While it’s true that the public officials are given the mandate to lead, the beauty of a democratic state is that everyone is encouraged to participate in any way one can in the governance of state affairs in the different levels.
In short, while leaders and officials have to improve on their governing skills, there should also be effort to involve more and more people in the task of governance.
Everyone should support this. Surely, a lot of due education and formation is needed here. And it’s truly welcome to have a mushrooming of institutions developing in a scientific way this craft of governance.
Even the remotest “barangay” cannot afford to be marginalized in the global march for development in all its aspects. We have to get our act together. Failure in this, given the present context, can constitute a grave criminal act.
The institutions promoting this art have devised ways of how leaders can develop a vision for their respective unit, translating it into workable plans, with clearly specified means, resources and timeline.

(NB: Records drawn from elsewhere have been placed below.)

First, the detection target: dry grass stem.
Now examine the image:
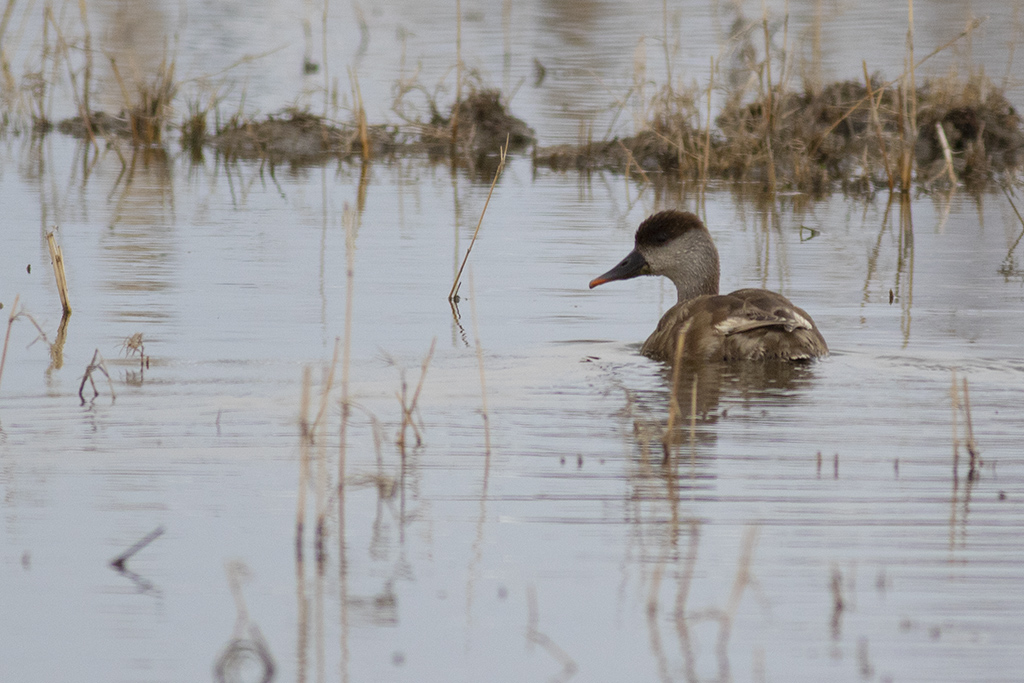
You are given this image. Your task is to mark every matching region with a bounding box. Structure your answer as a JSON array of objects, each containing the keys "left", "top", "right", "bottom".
[
  {"left": 469, "top": 275, "right": 490, "bottom": 462},
  {"left": 935, "top": 122, "right": 956, "bottom": 185},
  {"left": 397, "top": 337, "right": 437, "bottom": 453},
  {"left": 121, "top": 332, "right": 150, "bottom": 372},
  {"left": 295, "top": 366, "right": 313, "bottom": 562},
  {"left": 963, "top": 377, "right": 981, "bottom": 481},
  {"left": 860, "top": 60, "right": 896, "bottom": 193},
  {"left": 111, "top": 526, "right": 164, "bottom": 571},
  {"left": 46, "top": 230, "right": 71, "bottom": 315},
  {"left": 449, "top": 136, "right": 509, "bottom": 302},
  {"left": 526, "top": 585, "right": 579, "bottom": 682},
  {"left": 78, "top": 348, "right": 117, "bottom": 405},
  {"left": 311, "top": 337, "right": 341, "bottom": 430}
]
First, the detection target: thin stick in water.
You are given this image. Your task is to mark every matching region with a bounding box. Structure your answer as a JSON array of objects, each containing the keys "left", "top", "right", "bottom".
[
  {"left": 46, "top": 230, "right": 71, "bottom": 315},
  {"left": 111, "top": 526, "right": 164, "bottom": 570},
  {"left": 449, "top": 135, "right": 509, "bottom": 301}
]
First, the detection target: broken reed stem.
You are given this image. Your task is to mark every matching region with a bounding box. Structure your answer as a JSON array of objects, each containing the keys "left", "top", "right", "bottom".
[
  {"left": 449, "top": 0, "right": 462, "bottom": 153},
  {"left": 111, "top": 525, "right": 164, "bottom": 571},
  {"left": 700, "top": 56, "right": 715, "bottom": 182},
  {"left": 0, "top": 294, "right": 22, "bottom": 395},
  {"left": 762, "top": 0, "right": 775, "bottom": 191},
  {"left": 348, "top": 68, "right": 370, "bottom": 161},
  {"left": 900, "top": 0, "right": 918, "bottom": 193},
  {"left": 963, "top": 377, "right": 981, "bottom": 481},
  {"left": 311, "top": 337, "right": 341, "bottom": 430},
  {"left": 935, "top": 121, "right": 956, "bottom": 185},
  {"left": 949, "top": 369, "right": 959, "bottom": 490},
  {"left": 338, "top": 202, "right": 356, "bottom": 518},
  {"left": 295, "top": 366, "right": 313, "bottom": 563},
  {"left": 449, "top": 135, "right": 509, "bottom": 301},
  {"left": 469, "top": 273, "right": 490, "bottom": 462},
  {"left": 810, "top": 18, "right": 983, "bottom": 156},
  {"left": 46, "top": 230, "right": 71, "bottom": 315},
  {"left": 78, "top": 348, "right": 117, "bottom": 405},
  {"left": 860, "top": 59, "right": 896, "bottom": 193},
  {"left": 395, "top": 337, "right": 437, "bottom": 454},
  {"left": 662, "top": 0, "right": 682, "bottom": 98}
]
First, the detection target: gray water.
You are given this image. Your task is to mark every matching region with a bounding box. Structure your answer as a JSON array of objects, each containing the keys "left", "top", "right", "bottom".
[{"left": 0, "top": 2, "right": 1024, "bottom": 681}]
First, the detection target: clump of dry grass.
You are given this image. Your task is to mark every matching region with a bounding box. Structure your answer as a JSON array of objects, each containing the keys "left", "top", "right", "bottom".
[{"left": 535, "top": 4, "right": 1024, "bottom": 194}]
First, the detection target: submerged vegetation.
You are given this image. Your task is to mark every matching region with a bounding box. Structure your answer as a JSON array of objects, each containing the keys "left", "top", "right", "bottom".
[{"left": 0, "top": 5, "right": 1024, "bottom": 193}]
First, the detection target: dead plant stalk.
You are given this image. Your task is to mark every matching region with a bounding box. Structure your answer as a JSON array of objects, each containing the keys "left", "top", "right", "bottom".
[
  {"left": 449, "top": 135, "right": 509, "bottom": 302},
  {"left": 46, "top": 230, "right": 71, "bottom": 315}
]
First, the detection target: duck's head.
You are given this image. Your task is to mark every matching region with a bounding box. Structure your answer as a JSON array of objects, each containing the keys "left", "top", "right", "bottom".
[{"left": 590, "top": 209, "right": 719, "bottom": 302}]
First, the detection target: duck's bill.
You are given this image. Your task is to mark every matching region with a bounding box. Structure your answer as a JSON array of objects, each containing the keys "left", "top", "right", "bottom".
[{"left": 590, "top": 249, "right": 650, "bottom": 289}]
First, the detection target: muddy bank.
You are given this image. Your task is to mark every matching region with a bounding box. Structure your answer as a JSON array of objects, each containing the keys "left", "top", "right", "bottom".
[
  {"left": 535, "top": 77, "right": 1024, "bottom": 191},
  {"left": 44, "top": 76, "right": 1024, "bottom": 193}
]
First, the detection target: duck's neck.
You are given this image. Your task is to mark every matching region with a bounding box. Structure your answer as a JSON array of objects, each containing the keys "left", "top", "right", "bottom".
[{"left": 666, "top": 242, "right": 719, "bottom": 303}]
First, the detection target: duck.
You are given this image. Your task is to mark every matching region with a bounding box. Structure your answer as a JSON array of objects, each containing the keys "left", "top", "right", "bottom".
[{"left": 590, "top": 209, "right": 828, "bottom": 365}]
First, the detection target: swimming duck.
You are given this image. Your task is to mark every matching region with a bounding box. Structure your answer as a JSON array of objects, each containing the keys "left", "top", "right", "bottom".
[{"left": 590, "top": 210, "right": 828, "bottom": 362}]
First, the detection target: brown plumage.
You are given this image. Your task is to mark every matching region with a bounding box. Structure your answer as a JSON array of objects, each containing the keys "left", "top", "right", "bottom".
[{"left": 590, "top": 210, "right": 828, "bottom": 362}]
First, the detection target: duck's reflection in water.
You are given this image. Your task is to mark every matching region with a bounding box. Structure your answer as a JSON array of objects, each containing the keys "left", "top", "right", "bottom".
[{"left": 626, "top": 360, "right": 817, "bottom": 485}]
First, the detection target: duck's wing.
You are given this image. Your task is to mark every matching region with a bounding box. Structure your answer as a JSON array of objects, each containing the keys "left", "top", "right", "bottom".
[{"left": 642, "top": 290, "right": 828, "bottom": 362}]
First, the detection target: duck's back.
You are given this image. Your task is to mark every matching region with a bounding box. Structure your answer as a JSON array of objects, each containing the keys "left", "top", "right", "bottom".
[{"left": 641, "top": 289, "right": 828, "bottom": 362}]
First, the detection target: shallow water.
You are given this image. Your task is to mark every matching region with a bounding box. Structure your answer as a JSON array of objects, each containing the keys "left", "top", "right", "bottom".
[{"left": 0, "top": 3, "right": 1024, "bottom": 681}]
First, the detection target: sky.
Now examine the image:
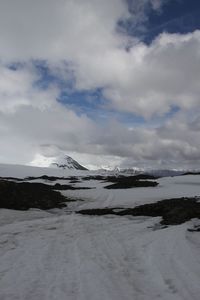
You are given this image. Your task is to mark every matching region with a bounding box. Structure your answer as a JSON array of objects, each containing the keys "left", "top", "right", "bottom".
[{"left": 0, "top": 0, "right": 200, "bottom": 169}]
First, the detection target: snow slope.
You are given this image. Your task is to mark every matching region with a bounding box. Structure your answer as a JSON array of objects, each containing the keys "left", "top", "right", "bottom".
[
  {"left": 0, "top": 166, "right": 200, "bottom": 300},
  {"left": 52, "top": 155, "right": 87, "bottom": 170}
]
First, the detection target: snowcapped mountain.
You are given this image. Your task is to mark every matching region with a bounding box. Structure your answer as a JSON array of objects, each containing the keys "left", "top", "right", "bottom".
[{"left": 51, "top": 155, "right": 87, "bottom": 170}]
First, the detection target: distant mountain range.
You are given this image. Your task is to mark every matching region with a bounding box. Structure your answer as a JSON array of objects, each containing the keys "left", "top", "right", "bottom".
[{"left": 51, "top": 155, "right": 87, "bottom": 170}]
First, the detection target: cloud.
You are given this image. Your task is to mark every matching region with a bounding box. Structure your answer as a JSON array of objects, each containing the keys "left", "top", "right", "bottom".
[{"left": 0, "top": 0, "right": 200, "bottom": 166}]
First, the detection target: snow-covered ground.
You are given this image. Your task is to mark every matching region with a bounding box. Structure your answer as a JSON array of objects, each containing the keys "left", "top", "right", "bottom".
[{"left": 0, "top": 165, "right": 200, "bottom": 300}]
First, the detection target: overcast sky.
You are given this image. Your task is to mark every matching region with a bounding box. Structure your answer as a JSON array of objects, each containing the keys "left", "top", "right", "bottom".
[{"left": 0, "top": 0, "right": 200, "bottom": 168}]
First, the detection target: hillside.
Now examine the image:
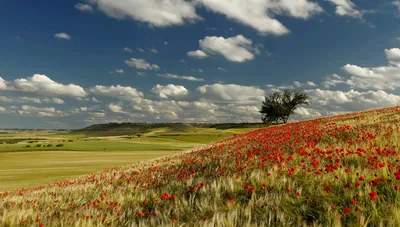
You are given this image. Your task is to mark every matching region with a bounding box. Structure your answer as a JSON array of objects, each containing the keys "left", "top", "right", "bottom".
[
  {"left": 73, "top": 123, "right": 265, "bottom": 136},
  {"left": 0, "top": 107, "right": 400, "bottom": 226}
]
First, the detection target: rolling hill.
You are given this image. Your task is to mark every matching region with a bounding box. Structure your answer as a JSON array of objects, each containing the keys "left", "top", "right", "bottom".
[{"left": 0, "top": 107, "right": 400, "bottom": 226}]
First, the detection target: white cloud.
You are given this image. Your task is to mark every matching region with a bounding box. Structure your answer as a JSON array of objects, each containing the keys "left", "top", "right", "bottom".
[
  {"left": 327, "top": 0, "right": 363, "bottom": 18},
  {"left": 125, "top": 58, "right": 160, "bottom": 71},
  {"left": 74, "top": 3, "right": 93, "bottom": 12},
  {"left": 321, "top": 74, "right": 352, "bottom": 88},
  {"left": 89, "top": 0, "right": 201, "bottom": 27},
  {"left": 89, "top": 85, "right": 143, "bottom": 102},
  {"left": 54, "top": 32, "right": 71, "bottom": 40},
  {"left": 151, "top": 84, "right": 189, "bottom": 99},
  {"left": 392, "top": 0, "right": 400, "bottom": 13},
  {"left": 385, "top": 48, "right": 400, "bottom": 67},
  {"left": 294, "top": 106, "right": 322, "bottom": 118},
  {"left": 197, "top": 84, "right": 265, "bottom": 103},
  {"left": 0, "top": 74, "right": 86, "bottom": 97},
  {"left": 107, "top": 103, "right": 125, "bottom": 113},
  {"left": 15, "top": 105, "right": 66, "bottom": 117},
  {"left": 188, "top": 35, "right": 256, "bottom": 62},
  {"left": 293, "top": 81, "right": 317, "bottom": 87},
  {"left": 150, "top": 48, "right": 158, "bottom": 54},
  {"left": 198, "top": 0, "right": 323, "bottom": 35},
  {"left": 124, "top": 47, "right": 132, "bottom": 53},
  {"left": 336, "top": 48, "right": 400, "bottom": 90},
  {"left": 187, "top": 50, "right": 208, "bottom": 58},
  {"left": 305, "top": 89, "right": 400, "bottom": 115},
  {"left": 158, "top": 73, "right": 204, "bottom": 81},
  {"left": 0, "top": 96, "right": 64, "bottom": 104}
]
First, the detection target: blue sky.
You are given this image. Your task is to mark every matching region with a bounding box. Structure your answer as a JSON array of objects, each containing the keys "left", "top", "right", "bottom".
[{"left": 0, "top": 0, "right": 400, "bottom": 128}]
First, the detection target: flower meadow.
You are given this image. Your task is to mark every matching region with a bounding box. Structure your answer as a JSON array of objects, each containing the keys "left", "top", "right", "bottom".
[{"left": 0, "top": 107, "right": 400, "bottom": 226}]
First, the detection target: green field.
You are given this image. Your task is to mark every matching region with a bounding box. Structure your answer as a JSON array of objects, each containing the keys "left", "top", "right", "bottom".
[{"left": 0, "top": 127, "right": 255, "bottom": 192}]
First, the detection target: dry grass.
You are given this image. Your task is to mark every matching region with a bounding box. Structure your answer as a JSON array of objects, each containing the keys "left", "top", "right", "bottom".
[{"left": 0, "top": 107, "right": 400, "bottom": 226}]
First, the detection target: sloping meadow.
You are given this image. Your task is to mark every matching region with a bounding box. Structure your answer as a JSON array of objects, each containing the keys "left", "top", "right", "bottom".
[{"left": 0, "top": 107, "right": 400, "bottom": 226}]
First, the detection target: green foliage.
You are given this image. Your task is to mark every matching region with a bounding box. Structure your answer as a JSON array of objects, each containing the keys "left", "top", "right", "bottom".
[{"left": 260, "top": 90, "right": 309, "bottom": 124}]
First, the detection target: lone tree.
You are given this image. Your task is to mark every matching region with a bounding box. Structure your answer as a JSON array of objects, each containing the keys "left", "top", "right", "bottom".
[{"left": 260, "top": 90, "right": 309, "bottom": 124}]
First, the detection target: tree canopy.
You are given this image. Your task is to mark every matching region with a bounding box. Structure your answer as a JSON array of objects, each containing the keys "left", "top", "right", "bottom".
[{"left": 260, "top": 90, "right": 309, "bottom": 124}]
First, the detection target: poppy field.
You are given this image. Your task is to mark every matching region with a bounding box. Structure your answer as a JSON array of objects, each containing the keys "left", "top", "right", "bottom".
[{"left": 0, "top": 107, "right": 400, "bottom": 227}]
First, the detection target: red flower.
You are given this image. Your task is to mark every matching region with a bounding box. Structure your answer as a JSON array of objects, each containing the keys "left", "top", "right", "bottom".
[
  {"left": 343, "top": 207, "right": 351, "bottom": 215},
  {"left": 368, "top": 192, "right": 378, "bottom": 200}
]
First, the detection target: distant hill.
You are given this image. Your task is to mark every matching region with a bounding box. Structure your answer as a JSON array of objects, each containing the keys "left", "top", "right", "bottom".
[{"left": 72, "top": 123, "right": 265, "bottom": 136}]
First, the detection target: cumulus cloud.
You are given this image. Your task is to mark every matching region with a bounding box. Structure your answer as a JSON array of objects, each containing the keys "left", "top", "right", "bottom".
[
  {"left": 89, "top": 0, "right": 201, "bottom": 27},
  {"left": 114, "top": 69, "right": 124, "bottom": 74},
  {"left": 305, "top": 89, "right": 400, "bottom": 115},
  {"left": 54, "top": 32, "right": 71, "bottom": 40},
  {"left": 385, "top": 48, "right": 400, "bottom": 67},
  {"left": 197, "top": 84, "right": 265, "bottom": 103},
  {"left": 123, "top": 47, "right": 132, "bottom": 53},
  {"left": 293, "top": 81, "right": 317, "bottom": 87},
  {"left": 125, "top": 58, "right": 160, "bottom": 71},
  {"left": 150, "top": 48, "right": 158, "bottom": 54},
  {"left": 294, "top": 106, "right": 322, "bottom": 118},
  {"left": 198, "top": 0, "right": 323, "bottom": 35},
  {"left": 74, "top": 3, "right": 93, "bottom": 12},
  {"left": 336, "top": 48, "right": 400, "bottom": 90},
  {"left": 151, "top": 84, "right": 189, "bottom": 99},
  {"left": 158, "top": 73, "right": 204, "bottom": 81},
  {"left": 0, "top": 74, "right": 86, "bottom": 97},
  {"left": 89, "top": 85, "right": 144, "bottom": 102},
  {"left": 0, "top": 96, "right": 64, "bottom": 104},
  {"left": 15, "top": 105, "right": 65, "bottom": 117},
  {"left": 107, "top": 103, "right": 125, "bottom": 113},
  {"left": 321, "top": 74, "right": 352, "bottom": 88},
  {"left": 327, "top": 0, "right": 364, "bottom": 18},
  {"left": 187, "top": 50, "right": 208, "bottom": 58},
  {"left": 188, "top": 35, "right": 257, "bottom": 62},
  {"left": 392, "top": 0, "right": 400, "bottom": 13}
]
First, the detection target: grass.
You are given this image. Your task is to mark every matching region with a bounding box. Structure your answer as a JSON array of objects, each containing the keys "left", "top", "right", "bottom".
[
  {"left": 0, "top": 107, "right": 400, "bottom": 227},
  {"left": 0, "top": 128, "right": 252, "bottom": 192},
  {"left": 0, "top": 150, "right": 171, "bottom": 192}
]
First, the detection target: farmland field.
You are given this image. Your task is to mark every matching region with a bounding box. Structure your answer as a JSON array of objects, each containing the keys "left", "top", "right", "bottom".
[
  {"left": 0, "top": 107, "right": 400, "bottom": 227},
  {"left": 0, "top": 128, "right": 252, "bottom": 192}
]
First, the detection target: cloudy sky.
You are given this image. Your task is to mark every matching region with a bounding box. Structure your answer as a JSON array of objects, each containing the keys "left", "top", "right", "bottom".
[{"left": 0, "top": 0, "right": 400, "bottom": 128}]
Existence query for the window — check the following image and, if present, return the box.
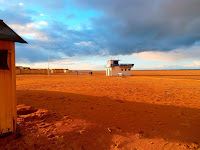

Standards are made, developments and improvements are monitored, accomplishments are certified. This may look like an elementary exercise in the beginning, but then once the take-off point is reached, things can really become different and exciting.
It obviously will be a growing art, subject to the vagaries of trials and errors, and so we also have to learn to be patient and to coordinate. But the objective need is there. We cannot wait until things get irremediably bad.
In this regard, it should be noted that on the leaders and officials is invested a sacred trust they should try their best to carry. Their personal qualities and dispositions play a crucial part in determining the kind of leadership they are going to make.
They should try their best to sharpen their talents, develop those where they find themselves lagging in, always conscious that a continuing improvement of their own selves is at the beginning of any good transformation in society.
The virtue of prudence is especially crucial. Leaders and officials should sharpen their prudential skills—consulting, dialoguing with different parties, studying, making decisions, reviewing, adapting, etc.
Besides, the Compendium of the Social Doctrine of the Church reminds us that the first thing everyone should do to effect a change in society is “to renew oneself interiorly.” (552)
We are persons, not machines, and therefore not ruled by impersonal determinism but by the right use of freedom.
This, to me, is indispensable. Regardless of how savvy one may be in the technical part of governing, if he fails in this first requirement, things won’t go very far. Power and its cohorts can easily spoil persons.